Vulgariser la guerre d'Algérie
A priori, je ne suis pas trop fan de ce genre de livres : le machin raconté à mon fils. Là, le titre est un peu plus subtil et j'ai été attiré par le nom de Benjamin Stora dont je connais la qualité des travaux qui sont relativement objectifs sur la guerre d'Algérie.
Cet ouvrage est un peu plus fin que d'autres dans le genre car Stora ne nous fait pas croire qu'il répond aux questions de son fils ou qu'il ne s'adresse qu'à lui ou à des enfants : le titre montre que l'ouvrage est destiné à un public plus large composé d'honnêtes hommes et femmes désireux d'en savoir un peu plus sur ce conflit majeur et capital pour la France de la deuxième moitié du XXème siècle. Stora affirme répondre ici aux principales questions qu'on lui pose en général sur cette guerre dont il est un des principaux spécialistes.

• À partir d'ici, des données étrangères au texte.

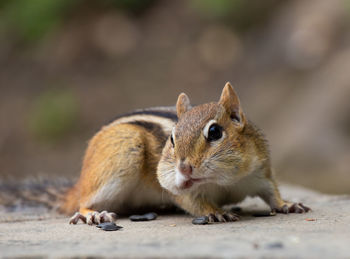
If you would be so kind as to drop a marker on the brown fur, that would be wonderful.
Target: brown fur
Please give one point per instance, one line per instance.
(131, 164)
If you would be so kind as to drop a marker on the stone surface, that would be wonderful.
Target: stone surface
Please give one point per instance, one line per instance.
(322, 233)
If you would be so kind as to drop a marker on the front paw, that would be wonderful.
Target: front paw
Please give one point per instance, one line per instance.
(94, 217)
(290, 207)
(223, 217)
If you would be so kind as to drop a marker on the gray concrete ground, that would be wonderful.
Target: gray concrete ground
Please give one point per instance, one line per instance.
(322, 233)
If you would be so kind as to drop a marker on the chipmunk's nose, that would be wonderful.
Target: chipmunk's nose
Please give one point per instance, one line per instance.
(185, 168)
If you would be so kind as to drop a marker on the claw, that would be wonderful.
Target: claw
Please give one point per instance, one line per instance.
(292, 208)
(74, 220)
(93, 217)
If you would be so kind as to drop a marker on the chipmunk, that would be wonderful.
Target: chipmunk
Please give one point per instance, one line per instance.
(197, 158)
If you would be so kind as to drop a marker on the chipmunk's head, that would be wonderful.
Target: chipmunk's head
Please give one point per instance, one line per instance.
(209, 144)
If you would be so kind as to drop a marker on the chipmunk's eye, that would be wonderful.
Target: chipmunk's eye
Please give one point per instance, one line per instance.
(172, 140)
(214, 132)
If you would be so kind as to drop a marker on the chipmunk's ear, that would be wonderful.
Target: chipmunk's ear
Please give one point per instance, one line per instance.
(230, 101)
(183, 104)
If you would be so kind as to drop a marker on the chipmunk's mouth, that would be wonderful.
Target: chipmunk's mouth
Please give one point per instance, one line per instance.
(186, 184)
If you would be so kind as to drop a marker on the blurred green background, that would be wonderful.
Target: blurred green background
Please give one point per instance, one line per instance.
(68, 67)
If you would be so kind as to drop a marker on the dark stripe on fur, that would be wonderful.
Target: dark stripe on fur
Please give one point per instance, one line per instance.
(153, 128)
(169, 114)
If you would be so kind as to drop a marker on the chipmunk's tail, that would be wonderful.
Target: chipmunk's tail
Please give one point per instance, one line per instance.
(51, 194)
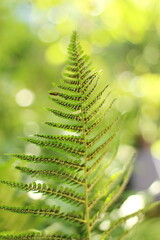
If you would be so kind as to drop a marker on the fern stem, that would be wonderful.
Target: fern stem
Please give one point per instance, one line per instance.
(86, 174)
(83, 117)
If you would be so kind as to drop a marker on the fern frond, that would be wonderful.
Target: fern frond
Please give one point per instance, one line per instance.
(70, 177)
(79, 159)
(57, 145)
(50, 212)
(35, 236)
(75, 117)
(61, 193)
(63, 138)
(66, 127)
(47, 160)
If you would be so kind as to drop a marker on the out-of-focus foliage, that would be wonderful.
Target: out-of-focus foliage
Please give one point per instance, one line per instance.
(124, 42)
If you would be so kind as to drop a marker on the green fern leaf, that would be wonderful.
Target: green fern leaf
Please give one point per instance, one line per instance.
(80, 157)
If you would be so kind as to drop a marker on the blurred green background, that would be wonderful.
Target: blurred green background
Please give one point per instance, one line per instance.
(123, 39)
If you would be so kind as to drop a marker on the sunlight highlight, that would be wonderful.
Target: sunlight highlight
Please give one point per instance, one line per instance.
(25, 98)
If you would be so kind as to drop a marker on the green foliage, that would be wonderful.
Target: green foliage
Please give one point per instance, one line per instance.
(80, 159)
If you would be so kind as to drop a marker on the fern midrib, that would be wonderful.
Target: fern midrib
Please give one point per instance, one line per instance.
(85, 162)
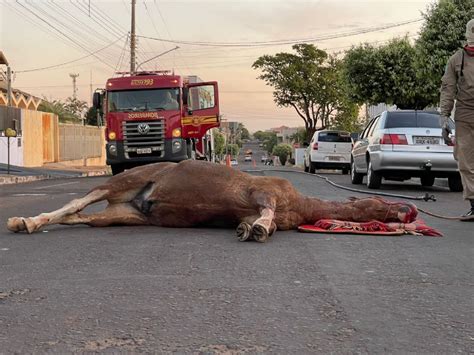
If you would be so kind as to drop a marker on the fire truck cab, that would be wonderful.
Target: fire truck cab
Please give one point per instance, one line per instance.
(154, 117)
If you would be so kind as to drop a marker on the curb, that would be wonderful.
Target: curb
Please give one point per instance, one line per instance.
(8, 179)
(15, 179)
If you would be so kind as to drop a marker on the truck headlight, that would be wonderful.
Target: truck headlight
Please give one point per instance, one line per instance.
(176, 144)
(113, 149)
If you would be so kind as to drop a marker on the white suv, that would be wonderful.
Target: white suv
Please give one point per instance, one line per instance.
(328, 150)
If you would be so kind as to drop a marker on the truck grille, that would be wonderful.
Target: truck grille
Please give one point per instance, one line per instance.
(139, 137)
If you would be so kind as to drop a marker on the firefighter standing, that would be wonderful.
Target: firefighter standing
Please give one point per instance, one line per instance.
(458, 85)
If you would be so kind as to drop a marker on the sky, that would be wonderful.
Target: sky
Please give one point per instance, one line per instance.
(91, 37)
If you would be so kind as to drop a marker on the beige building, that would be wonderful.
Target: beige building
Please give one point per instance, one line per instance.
(284, 134)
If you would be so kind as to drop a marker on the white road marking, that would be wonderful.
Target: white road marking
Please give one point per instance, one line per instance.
(66, 183)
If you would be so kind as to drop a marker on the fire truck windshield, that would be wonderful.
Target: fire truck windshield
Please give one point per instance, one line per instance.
(143, 100)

Premier élément en la faveur de cet ouvrage, et démontrant s'il en était besoin l'honnêteté de son auteur, Benjamin Stora commence par lui-même, en racontant brièvement son histoire, lui l'enfant juif de Constantine né là-bas en 1950 puis contraint de quitter le pays avec sa famille en 1962, lui qui a donc été marqué par ce pays et par cette guerre.
Un conflit important parce qu'il a laissé beaucoup de traces de part et d'autres de la Méditerranée, parce qu'il gêne encore les relations entre les deux pays, parce qu'il y a des enjeux de mémoire importants dans les différentes catégories d'acteurs, qu'ils soient pieds-noirs, harkis, combattants du FLN, appelés français, ou encore chez les descendants d'immigrés.
Stora parle d'« arrachement », terme qui résumerait bien selon lui ce qui s'est produit, les Algériens arrachant leur indépendance tandis que de nombreux pied-noir et harkis étaient arrachés à cette terre qui était aussi la leur. Il ne développe toutefois pas ici ce concept.
Stora raconte la guerre de façon assez claire, il explique certains termes, comme par exemple les origines de l'expression pieds noir.
Il évoque tout un tas de choses, les origines du nationalisme algérien, l'Algérie avant 1954, la profonde inégalité du système colonial, les différentes phases du conflit, l'impossibilité pour beaucoup de Français de considérer que l'Algérie ne faisait pas partie de la France (avec une plus grande ancienneté que la Savoie, par exemple), le déni de la guerre côté français (on parle d'événements, parler de guerre serait reconnaître que l'Algérie est un pays étranger), la peur du guet-apens chez les Français, la guerre de guérilla, l'utilisation de la torture, les bombes au napalm, le sort des Harkis, les divisions au sein des nationalistes algériens, la création de la Vème République par De Gaulle, les porteurs de valise mais aussi l'OAS, le 17 octobre 1961, Charonne.
Le propos de Stora n'est pas complètement linéaire ou chronologique mais se veut un état des lieux, une présentation qui introduit de la complexité et apporte aussi des éléments moins connus, comme par exemple l'augmentation de l'immigration des Algériens durant le conflit du fait du chômage massif en Algérie. On trouvera peut-être qu'il manque quelques éléments, comme par exemple les corvées de bois, les développements sont parfois un peu frustrants par leur manque de détail, on voudrait parfois en savoir un peu plus, mais ce sont là les limites de ce genre d'exercice. Dans l'ensemble, Stora réussit la gageure d'aborder de façon assez complète les tenants et aboutissants de cette guerre. Il parvient même à introduire quelques touches de complexité, ne se contentant pas d'un discours simpliste ou simplifié à l'extrême.
Au final, cet ouvrage a le double mérite de dresser un panorama correct de ce qu'a été la guerre d'Algérie tout en pouvant se lire vite. Un ouvrage très bref, trop bref sans doute, mais riche, qui constitue ainsi une belle invitation à aller plus loin.